Level 3 — Per-agent monthly cap (NEW)
Each agent config has an optional monthlyBudgetCapUsd. This is a rolling calendar-month ceiling — it limits how much any single agent role can spend across all tasks for a tenant within the month.
Before dispatching a task to an agent, the worker checks the current month’s accumulated spend for that agent role:
async function checkAgentMonthlyBudget(
tenantId: string,
agentRole: AgentRole,
estimatedCallCost: number,
): Promise<'ok' | 'warning' | 'exceeded'> {
const config = await db.query.agentConfigs.findFirst({
where: and(eq(agentConfigs.tenantId, tenantId), eq(agentConfigs.role, agentRole)),
});
if (!config.monthlyBudgetCapUsd) return 'ok';
const spend = await db.query.agentMonthlySpend.findFirst({
where: and(
eq(agentMonthlySpend.tenantId, tenantId),
eq(agentMonthlySpend.agentRole, agentRole),
eq(agentMonthlySpend.month, startOfMonth()),
),
});
const currentSpend = spend?.totalCostUsd ?? 0;
const usagePct = currentSpend / config.monthlyBudgetCapUsd;
if (currentSpend + estimatedCallCost > config.monthlyBudgetCapUsd) {
await pauseAgent(tenantId, agentRole, 'monthly_budget_exceeded');
await notifyBudgetBreached({ level: 'agent', agentRole, tenantId });
throw new BudgetCapExceededError(`Agent ${agentRole} monthly budget of $${config.monthlyBudgetCapUsd} exceeded`);
}
if (usagePct >= 0.8) return 'warning'; // caller injects prompt warning (see below)
return 'ok';
}When an agent is paused by monthly budget, only that agent role is paused for that tenant. Other agents continue working. The agent resumes automatically on the 1st of the next month.

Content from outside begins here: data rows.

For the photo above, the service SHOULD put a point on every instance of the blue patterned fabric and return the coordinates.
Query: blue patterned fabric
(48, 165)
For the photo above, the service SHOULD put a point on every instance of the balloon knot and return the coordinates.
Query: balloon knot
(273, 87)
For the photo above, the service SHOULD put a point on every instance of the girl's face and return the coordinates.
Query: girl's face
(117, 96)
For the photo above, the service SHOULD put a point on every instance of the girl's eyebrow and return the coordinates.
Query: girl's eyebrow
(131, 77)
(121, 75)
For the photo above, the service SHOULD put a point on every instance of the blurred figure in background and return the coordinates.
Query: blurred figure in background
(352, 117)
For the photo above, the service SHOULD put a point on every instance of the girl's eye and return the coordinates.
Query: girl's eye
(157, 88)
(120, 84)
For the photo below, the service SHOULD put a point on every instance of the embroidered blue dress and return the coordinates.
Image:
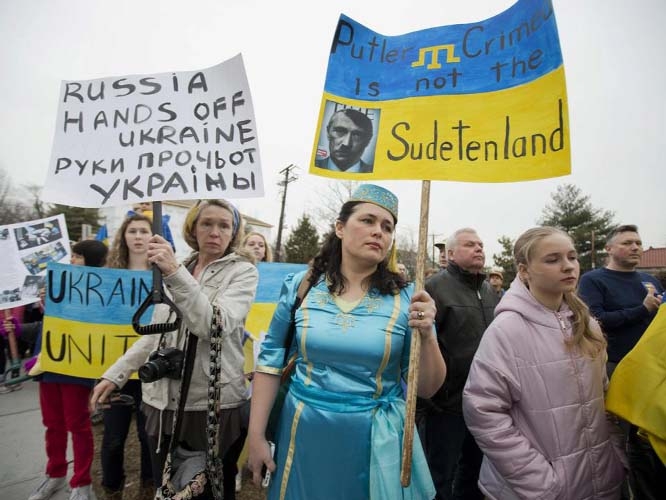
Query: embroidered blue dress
(341, 428)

Level 4 — Tenant monthly cap (NEW)
The tenants.monthlySpendCapUsd field defines the total monthly LLM spend ceiling for the tenant across all agents. Checked before every task dispatch:
async function checkTenantMonthlyBudget(tenantId: string, estimatedCallCost: number): Promise<void> {
const tenant = await db.query.tenants.findFirst({ where: eq(tenants.id, tenantId) });
if (!tenant.monthlySpendCapUsd) return;
const usagePct = tenant.currentMonthSpendUsd / tenant.monthlySpendCapUsd;
if (tenant.currentMonthSpendUsd + estimatedCallCost > tenant.monthlySpendCapUsd) {
// Pause ALL agent queues for this tenant
await pauseAllAgentsForTenant(tenantId, 'tenant_monthly_budget_exceeded');
await notifyBudgetBreached({ level: 'tenant', tenantId });
throw new BudgetCapExceededError(`Tenant monthly budget of $${tenant.monthlySpendCapUsd} exceeded`);
}
if (usagePct >= 0.8) {
// One-time alert — deduplicated per day
await sendBudgetWarning({ level: 'tenant', tenantId, usagePct });
}
}When the tenant cap is hit, all agent queues for that tenant are drained. No new tasks are dispatched until the cap is raised (by the tenant admin or super admin) or the month resets.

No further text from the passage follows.